東日本大震災から4年。被災地では震災の記憶そのものが風化することへの強い懸念が高まっている。新生銀行・朝日生命では、このほど宮城県南三陸町で災害ボランティアセンター長を務める猪又隆弘さんを招いて社員向け特別講演会を開催した。当日の模様をレポートしたい。
南三陸1

被災地の体験を社員・家族で共有しよう

東日本大震災以後、2012年10月より、株式会社新生銀行と朝日生命保険相互会社の両社は互いに連携して、宮城県南三陸町において社員のボランテイア活動を継続してきた。さらに2014年からは、被災地支援活動に関心がありながらも参加できない社員とその家族に向けて、被災地から人を招き、現地の状況を聞く講演会を開いている。2015年1月には2回目の講演会が開催され、社員および家族など約130名が参加した。

1.南三陸町とその被災状況について


宮城県南三陸町 社会福祉協議会事務局長
災害ボランティアセンター長 猪又隆弘氏

センター長

2011年3月11日、老人クラブイベント中に東日本大震災に遭遇。とっさの判断で約327人をその場に残すことを決断し、全員の命を救う。震災直後から南三陸町災害ボランティアセンター長としてボランティアセンター運営を指揮し、約14万3千人のボランティアの受け入れを実現。ボランティアと現地ニーズのマッチングのみにこだわらず、企業からの支援誘致も積極的に取り組み、地元の産業復興にも大きな役割を担っている。現在、志津川地区まちづくり協議会理事兼事務局長も兼務され、その手腕に期待がかかる。

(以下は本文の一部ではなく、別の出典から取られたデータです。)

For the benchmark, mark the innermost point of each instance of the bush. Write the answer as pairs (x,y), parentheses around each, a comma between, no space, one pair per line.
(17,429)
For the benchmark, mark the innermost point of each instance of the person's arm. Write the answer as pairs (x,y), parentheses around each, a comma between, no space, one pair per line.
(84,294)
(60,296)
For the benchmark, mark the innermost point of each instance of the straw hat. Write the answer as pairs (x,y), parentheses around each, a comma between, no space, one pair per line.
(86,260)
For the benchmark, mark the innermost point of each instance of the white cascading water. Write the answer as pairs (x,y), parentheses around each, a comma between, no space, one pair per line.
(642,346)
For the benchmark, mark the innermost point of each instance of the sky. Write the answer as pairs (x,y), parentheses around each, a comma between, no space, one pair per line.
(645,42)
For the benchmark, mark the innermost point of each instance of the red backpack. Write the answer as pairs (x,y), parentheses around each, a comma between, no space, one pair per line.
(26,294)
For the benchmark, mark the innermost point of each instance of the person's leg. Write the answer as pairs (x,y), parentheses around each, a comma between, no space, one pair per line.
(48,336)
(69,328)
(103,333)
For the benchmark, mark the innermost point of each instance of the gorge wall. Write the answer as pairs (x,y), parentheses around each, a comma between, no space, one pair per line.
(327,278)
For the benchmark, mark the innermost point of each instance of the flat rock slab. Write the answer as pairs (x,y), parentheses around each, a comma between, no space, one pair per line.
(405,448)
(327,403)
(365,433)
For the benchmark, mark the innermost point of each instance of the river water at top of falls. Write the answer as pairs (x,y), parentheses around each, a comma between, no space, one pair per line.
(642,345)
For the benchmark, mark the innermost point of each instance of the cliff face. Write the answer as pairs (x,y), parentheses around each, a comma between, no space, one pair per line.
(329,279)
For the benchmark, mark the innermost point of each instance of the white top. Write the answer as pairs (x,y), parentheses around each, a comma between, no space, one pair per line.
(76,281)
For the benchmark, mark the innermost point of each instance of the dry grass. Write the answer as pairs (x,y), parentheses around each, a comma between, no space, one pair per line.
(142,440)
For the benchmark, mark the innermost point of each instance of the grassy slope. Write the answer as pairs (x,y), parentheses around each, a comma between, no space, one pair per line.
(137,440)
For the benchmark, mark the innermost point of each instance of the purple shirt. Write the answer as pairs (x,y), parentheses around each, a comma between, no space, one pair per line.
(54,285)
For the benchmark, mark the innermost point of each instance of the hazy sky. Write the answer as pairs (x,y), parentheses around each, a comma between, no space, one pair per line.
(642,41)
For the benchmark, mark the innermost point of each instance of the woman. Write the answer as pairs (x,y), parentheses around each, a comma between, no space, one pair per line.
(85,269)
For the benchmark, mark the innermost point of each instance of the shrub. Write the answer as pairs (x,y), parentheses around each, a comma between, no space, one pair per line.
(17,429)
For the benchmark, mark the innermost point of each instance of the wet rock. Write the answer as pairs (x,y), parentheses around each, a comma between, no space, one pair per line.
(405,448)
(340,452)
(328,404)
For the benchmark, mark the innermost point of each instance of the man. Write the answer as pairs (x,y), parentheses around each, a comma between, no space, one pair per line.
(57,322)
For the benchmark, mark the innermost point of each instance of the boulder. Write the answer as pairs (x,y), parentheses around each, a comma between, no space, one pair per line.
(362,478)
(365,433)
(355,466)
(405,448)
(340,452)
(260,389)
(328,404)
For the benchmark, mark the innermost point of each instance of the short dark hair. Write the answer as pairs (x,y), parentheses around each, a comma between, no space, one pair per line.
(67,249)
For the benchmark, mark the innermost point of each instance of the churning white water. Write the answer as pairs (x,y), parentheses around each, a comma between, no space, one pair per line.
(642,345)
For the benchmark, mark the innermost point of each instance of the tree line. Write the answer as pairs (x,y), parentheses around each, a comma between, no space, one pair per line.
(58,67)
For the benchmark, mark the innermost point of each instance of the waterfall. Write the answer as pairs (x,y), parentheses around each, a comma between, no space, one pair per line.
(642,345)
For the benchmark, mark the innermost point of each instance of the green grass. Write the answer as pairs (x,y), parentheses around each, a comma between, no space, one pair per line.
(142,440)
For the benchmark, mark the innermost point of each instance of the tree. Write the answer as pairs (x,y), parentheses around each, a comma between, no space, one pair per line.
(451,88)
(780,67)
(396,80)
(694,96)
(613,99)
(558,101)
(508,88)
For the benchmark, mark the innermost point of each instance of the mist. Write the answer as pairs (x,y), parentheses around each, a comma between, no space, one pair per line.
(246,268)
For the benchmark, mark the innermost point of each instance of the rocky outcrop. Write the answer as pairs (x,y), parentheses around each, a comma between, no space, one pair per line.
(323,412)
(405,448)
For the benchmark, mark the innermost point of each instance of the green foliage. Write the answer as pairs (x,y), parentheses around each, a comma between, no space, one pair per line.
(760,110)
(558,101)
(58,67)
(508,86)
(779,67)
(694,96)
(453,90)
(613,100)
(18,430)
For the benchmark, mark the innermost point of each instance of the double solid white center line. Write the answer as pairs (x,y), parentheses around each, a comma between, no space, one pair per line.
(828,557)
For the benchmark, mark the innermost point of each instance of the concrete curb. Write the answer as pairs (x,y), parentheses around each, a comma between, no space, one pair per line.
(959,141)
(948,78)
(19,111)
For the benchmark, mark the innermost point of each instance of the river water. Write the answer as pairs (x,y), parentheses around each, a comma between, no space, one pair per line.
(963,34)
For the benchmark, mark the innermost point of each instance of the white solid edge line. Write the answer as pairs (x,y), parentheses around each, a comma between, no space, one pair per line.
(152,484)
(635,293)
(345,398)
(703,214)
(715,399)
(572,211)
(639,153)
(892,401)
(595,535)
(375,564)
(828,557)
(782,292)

南三陸町は、宮城県北東部の海岸沿いに位置しています。宮城県内の被災地区の中では南三陸、女川、山元の3カ所がとりわけ大きな被害を受けました。県内では13の自治体が被災しましたが、被災状況も異なれば復興の仕方も13通りあります。例えば気仙沼や石巻は大きな港がありますが、南三陸は養殖でなりたっていた町です。

南三陸町は震災前の2011年2月に人口17,666人、世帯数5,362を数えましたが、震災で3,301世帯が全壊・半壊となりました。中でも戸倉地区は被災率83%、志津川地区は78%、全体で62%が一瞬で消えてしまいました。

資料:南三陸町社会福祉協議会

資料:南三陸町社会福祉協議会

資料:南三陸町社会福祉協議会

資料:南三陸町社会福祉協議会

南三陸町は過去にも津波災害を経験しており、1960(昭和35)年のチリ地震津波の際は志津川地区で40名が亡くなっています。そのためコミュニテイごとに毎年訓練をしていました。日本は今後もさまざまな自然災害が起きる可能性がありますが、地震、津波、水害などのマニュアルは別々に用意すべきだと思います。例えば炊き出し訓練、津波の場合はすべて流されますので、行政から物資が届くまで全く炊き出すものがない状態でした。先日も広島で山が崩れましたが、一部の被災と全部の被災では全く異なります。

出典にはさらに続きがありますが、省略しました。